Somehow, when I believe I'm being clear, I'm not. My comments regarding the use of the conventions J and P (etc.) was to clarify that I'm not clinging to the Wellhausen form of source criticism. Yet the sources are distinct and my use of the labels is referent to the blocks of text not the hypotheticals associated with them.
My comment was in response to the suggestion that individual sources can be linked to Babylon more intimately than others. All the sources appear to have been active during and after the exile. (using older short legend and motifs) It's entirely possible they were near contemporaneous camps of scribes. It's been argued that an extensive narrative such as was created through the merging of individual compilations best fits the Greek period, as literature of that nature was unknown prior. It was also the beginning of the era of fastidious scribal copying, which fortunately prevented extensive improvements on the final composition, thereby enabling us to perceive some of the document's history.

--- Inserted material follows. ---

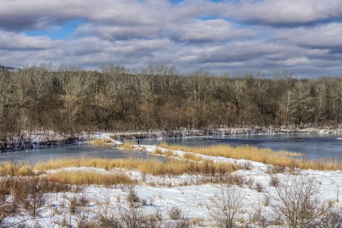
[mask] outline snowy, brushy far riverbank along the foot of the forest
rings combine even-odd
[[[183,138],[201,136],[230,136],[230,135],[250,135],[250,134],[295,134],[295,133],[342,133],[342,128],[335,126],[332,128],[227,128],[227,129],[203,129],[179,131],[137,131],[137,132],[94,132],[81,134],[56,134],[49,132],[28,133],[22,139],[0,140],[0,152],[25,150],[31,148],[52,147],[73,145],[76,143],[90,144],[121,144],[121,141],[143,140],[143,139],[164,139]]]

The J story, whether you accept Freidman's belief that it was the backbone of the Pentateuch or not, betrays a nuanced talent, that to my understanding, resembles later Greek philosophical reuse of epic and satire. Perhaps I am reading too much into it.
The Bronze Age collapse might well explain the opportunity for local kingdoms in the Fertile Crescent to get established and likely was the ultimate source of certain threads of tradition in the Primary History, but I was focusing on the 5th to 2nd century as the period of advanced literature and philosophy reaching Palestine, Alexandria and Babylon.